Scottish writer Sir Walter Scott wrote: “The hour’s come and the man” and 180 years later, the phrase that launched a million memes could equally apply to the tech industry.
Except in last night’s federal budget, in tech’s finest hour, it could barely be seen in treasurer Josh Frydenberg’s announcements.
I’ll be blunt: when the s^!t hit the fan 12 months ago, tech stepped up.
The Australian economy found a way to prosper amid the 2020 coronavirus pandemic thanks to the groundwork laid by the startup/tech sector.
The man Scott Morrison toppled as prime minister, Malcolm Turnbull, should get some of that credit for the national innovation and science agenda he launched back in 2015.
In recent years, local tech startups built digital life rafts not knowing the ship would one day sink. When Covid turned up to play iceberg to the economy’s Titanic, those innovations were reason we didn’t end up like Leonardo di Caprio slipping away from Kate Winslet in the movie’s closing scenes.
Australia rapidly transformed and embraced digitisation and became remarkably resilient in the process. Years of digital transformation happened in a matter of months because a bunch of visionary people who’d been working on this stuff for years, if not decades, had the tools there for us all to pick up and use.
The budget didn’t need to announce street parades for the digital innovators who made it all possible, but it could have invested a lot more in continuing the momentum generated during 2020’s pandemic in order to bring the nation up to speed.
Instead, Frydenberg and Morrison squibbed it. At best, the tech sector got a few scraps from the budget table – a little over $110 million a year in an economy worth $2 trillion a year.
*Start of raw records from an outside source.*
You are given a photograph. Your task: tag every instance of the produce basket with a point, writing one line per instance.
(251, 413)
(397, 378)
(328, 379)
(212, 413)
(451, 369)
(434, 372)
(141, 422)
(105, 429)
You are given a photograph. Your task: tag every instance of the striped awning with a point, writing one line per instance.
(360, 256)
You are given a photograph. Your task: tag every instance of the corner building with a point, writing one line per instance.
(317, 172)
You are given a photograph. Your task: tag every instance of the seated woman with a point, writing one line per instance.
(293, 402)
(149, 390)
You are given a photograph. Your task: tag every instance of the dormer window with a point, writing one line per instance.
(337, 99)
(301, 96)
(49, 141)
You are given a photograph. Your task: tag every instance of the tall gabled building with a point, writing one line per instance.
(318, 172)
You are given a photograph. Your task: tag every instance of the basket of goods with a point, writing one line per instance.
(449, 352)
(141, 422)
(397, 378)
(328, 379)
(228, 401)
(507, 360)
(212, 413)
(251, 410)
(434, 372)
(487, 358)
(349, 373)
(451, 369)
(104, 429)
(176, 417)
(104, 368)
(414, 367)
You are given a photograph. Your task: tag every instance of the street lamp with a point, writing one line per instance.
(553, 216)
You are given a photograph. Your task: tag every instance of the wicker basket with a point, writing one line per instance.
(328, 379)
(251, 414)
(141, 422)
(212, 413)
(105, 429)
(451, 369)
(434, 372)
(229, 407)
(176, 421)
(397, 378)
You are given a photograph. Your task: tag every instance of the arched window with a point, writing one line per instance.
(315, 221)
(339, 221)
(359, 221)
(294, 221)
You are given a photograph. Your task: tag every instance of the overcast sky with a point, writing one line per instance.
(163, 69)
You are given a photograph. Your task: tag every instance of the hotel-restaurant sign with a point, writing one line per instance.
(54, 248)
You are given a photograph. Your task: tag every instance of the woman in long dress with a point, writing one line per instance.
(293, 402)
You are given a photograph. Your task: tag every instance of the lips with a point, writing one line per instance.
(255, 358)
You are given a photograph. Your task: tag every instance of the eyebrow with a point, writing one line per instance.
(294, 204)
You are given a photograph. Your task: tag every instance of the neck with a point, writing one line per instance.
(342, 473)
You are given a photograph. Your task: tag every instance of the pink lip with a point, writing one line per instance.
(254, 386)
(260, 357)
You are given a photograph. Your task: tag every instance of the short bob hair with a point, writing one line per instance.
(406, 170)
That’s 0.0011% of GDP for digital innovation.
How did I come up with that number? Well the $1.2 billion Digital Economy Strategy announced last week as part of the budget measures stretches out over six years, rather than the usual four years of forward estimates.
An aside: that whole Strategy’s strategy is more focused on digital adoption rather than digital innovation, which is another lost opportunity.
Of that $1.2 billion, $500 million is for the Modernising Business Registers Program; $200.1 million to enhance the myGov service; and $301.8 million for a “next generation” My Health Record system.
That’s right, nearly half of the money is capex to upgrade the government’s own digital capabilities.
That leaves $700 million.
Let’s put that figure in perspective.
The NSW government is spending $828 million on a rebuild of the Sydney Football Stadium.
The Federal government is spending $500 million on upgrading the Australian War Memorial.
An extra $4.5 billion is going upgrading the NBN Co.
The budget even has $464.7 million allocated over two years in increased funding for onshore immigration detention and expansion of the Christmas Island detention centre. Yep, we’re spending almost as much on locking up a handful of asylum seekers as we’re investing in the digital economy and innovation.
The total allocation towards artificial intelligence is $124.1 million, around 60% of the cost of upgrading the MyGov site.
To put that another way, AI gets around $4.50 per Australian while they spend $7.70 on behalf of every Aussie on fixing the national website.
The government is spending more $225 million, on excise tax relief for small-scale alcohol brewers and distillers.
The rest of the numbers are here, but really, they’re piddling amounts.
The $18.8 million cost of the 30% refundable Digital Games Tax Offset for local games developers is less than the $30 million the government spent to buy a 12-hectare block of land worth $3 million next to Western Sydney Airport.
Even as a total package, the $1.2 billion strategy is less than 1% of the FY2021 budget deficit of $161 billion and next financial year’s $100 billion deficit.
Even key issues close to the heart of the startup sector, such as Employee Share Schemes (ESS), were tinkered with, rather than reformed.
And everything else the sector actually wanted, such as relaxing the skilled migration visa requirements, quarterly R&D refunds and an R&D tax incentives more aligned with software development, we all ignored.
There were some wins, such as the $206 million in tax concessions from a Patent Box regime with a low 17% corporate tax rate to boost local ownership of medtech and biotech patents, but compared to the ambitions in previous budgets, the prime minister’s ongoing obsession with tradies and a Bunnings-led economic recovery was on clear display in the 2021 federal budget.
Today my inbox is full of commentary from startup founders, sent by the well-paid PR companies, most saying nice, polite and grateful things about the budget. I’m genuinely surprised by how supine many of them are, especially when I think about the number of times Western Australia mining billionaires made angry calls to drag down governments when their fortunes were threatened.
Prime minister Morrison loves donning the hi-vis to hang out with working blokes for a photo op. Perhaps the tech sector needs to swing by Lowes for some fluoro orange and lime swag if it wants to be seen in the budget.